Other principals are topical alternative: Azelaic acid 20%, permethrin and thiabendazole. Although the association between rosacea and Helicobacter pylori infection is still controversial, some authors believe that the eradication of the bacterium may have significant effects on dermatitis. The treatment of elective rinofima mode is done through 'various types of surgery (laser therapy, cryotherapy, dermabrasion, electrocautery, surgical excision of pathological tissue) while teleangiectasiche lesions respond to treatment with vascular lasers. Among those most's recent introduction, we mention the laser diodes with a wavelength of 810 nm, which has a good profile of efficacy and tolerability'. 

 

A precaution to be taken in patients with rosacea and 'abstention from the use of topical corticosteroids, which can cause a worsening of the dermatitis. The only form of rosacea in which corticosteroids are given and 'the rosacea fulminans.
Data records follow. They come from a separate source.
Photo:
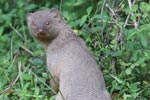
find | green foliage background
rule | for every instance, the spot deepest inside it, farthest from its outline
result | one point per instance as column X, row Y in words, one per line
column 117, row 32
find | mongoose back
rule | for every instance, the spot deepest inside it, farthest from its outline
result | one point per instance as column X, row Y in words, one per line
column 71, row 64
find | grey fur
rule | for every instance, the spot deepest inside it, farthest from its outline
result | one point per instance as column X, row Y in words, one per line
column 69, row 61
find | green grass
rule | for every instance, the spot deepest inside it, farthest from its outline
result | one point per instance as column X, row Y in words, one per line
column 118, row 36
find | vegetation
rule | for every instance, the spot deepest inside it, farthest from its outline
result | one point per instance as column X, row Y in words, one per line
column 117, row 32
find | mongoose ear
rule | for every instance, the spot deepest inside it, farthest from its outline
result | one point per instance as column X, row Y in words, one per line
column 55, row 13
column 29, row 17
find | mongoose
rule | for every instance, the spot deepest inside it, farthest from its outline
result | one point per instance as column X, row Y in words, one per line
column 71, row 64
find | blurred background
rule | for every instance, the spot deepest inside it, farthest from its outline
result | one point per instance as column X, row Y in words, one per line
column 117, row 33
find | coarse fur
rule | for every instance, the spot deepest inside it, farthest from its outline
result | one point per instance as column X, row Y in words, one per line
column 71, row 64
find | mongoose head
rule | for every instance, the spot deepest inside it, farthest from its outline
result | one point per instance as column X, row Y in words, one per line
column 44, row 25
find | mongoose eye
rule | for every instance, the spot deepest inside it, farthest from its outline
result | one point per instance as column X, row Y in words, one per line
column 33, row 24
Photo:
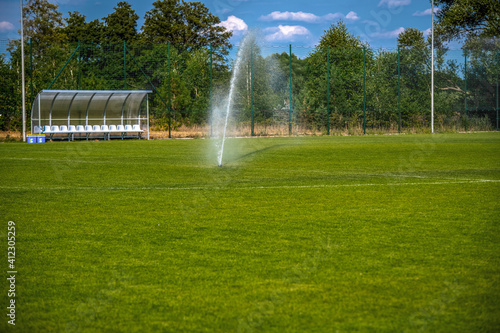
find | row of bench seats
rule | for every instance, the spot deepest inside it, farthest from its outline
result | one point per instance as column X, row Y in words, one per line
column 88, row 130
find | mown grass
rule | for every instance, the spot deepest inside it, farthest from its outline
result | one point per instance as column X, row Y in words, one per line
column 317, row 234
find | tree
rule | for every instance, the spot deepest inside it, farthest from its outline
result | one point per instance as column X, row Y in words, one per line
column 187, row 25
column 121, row 25
column 346, row 76
column 457, row 19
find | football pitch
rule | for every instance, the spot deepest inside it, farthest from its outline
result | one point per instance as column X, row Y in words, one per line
column 302, row 234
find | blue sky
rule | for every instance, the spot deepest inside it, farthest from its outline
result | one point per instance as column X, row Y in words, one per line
column 280, row 22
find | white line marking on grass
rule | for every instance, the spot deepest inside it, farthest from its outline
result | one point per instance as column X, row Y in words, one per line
column 164, row 188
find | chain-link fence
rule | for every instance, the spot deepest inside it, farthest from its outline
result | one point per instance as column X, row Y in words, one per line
column 324, row 91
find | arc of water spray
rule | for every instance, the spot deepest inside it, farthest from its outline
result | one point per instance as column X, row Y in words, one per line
column 236, row 72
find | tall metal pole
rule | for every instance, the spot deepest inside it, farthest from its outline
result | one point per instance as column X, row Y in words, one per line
column 327, row 90
column 399, row 94
column 290, row 120
column 465, row 78
column 22, row 74
column 432, row 68
column 364, row 90
column 211, row 93
column 251, row 87
column 169, row 100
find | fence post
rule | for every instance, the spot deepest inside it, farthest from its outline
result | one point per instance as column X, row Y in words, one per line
column 169, row 100
column 364, row 90
column 251, row 88
column 125, row 64
column 399, row 95
column 290, row 120
column 211, row 93
column 327, row 90
column 465, row 79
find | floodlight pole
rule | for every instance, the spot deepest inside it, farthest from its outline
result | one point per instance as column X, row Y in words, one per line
column 22, row 74
column 432, row 68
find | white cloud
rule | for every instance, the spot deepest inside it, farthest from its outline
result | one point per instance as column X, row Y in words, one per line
column 234, row 24
column 426, row 12
column 6, row 26
column 286, row 33
column 388, row 34
column 307, row 17
column 394, row 3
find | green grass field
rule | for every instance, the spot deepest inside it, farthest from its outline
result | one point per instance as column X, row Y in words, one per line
column 316, row 234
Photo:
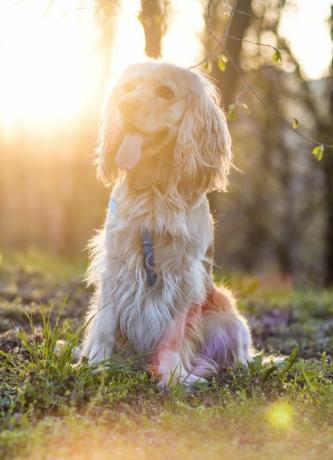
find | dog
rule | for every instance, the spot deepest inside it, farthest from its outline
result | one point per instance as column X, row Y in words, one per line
column 164, row 143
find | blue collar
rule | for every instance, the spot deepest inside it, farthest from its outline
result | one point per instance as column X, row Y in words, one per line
column 147, row 248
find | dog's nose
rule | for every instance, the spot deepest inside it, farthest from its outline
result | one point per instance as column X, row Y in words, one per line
column 128, row 105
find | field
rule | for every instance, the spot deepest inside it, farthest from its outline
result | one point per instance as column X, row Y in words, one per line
column 50, row 409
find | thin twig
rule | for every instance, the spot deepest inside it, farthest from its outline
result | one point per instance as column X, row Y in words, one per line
column 270, row 108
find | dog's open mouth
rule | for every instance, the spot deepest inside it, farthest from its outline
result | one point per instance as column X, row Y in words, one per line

Defined in the past "pyoderma face ', and' a rare variant of rosacea, very debilitating to an aesthetic point of view, which affects female subjects, often in eta 'postadolescenziale with iperseborrea base. It's characterized by a sudden onset and the presence delI'eritema persistent, and above all of teleangiectasie of inflammatory lesions (papules and nodules) confined to the face and tending to confluence. 

 

The disease does not relapse if treated properly. Is very sensitive all'isotretinoina oral, associated in the early stages to systemic or topical corticosteroids to induce a more 'rapid and impressive improvement inflammatory component. Some Authors suggest to use for 2-4 months, a dose of 0,2-0,5 mg / kg / day, gradually increasing it if necessary ', while on systemic steroids are administered for 10-14 days at full dosage (prednisone 0.5 ~ 1 mg / kg / day) and then reduced gradually.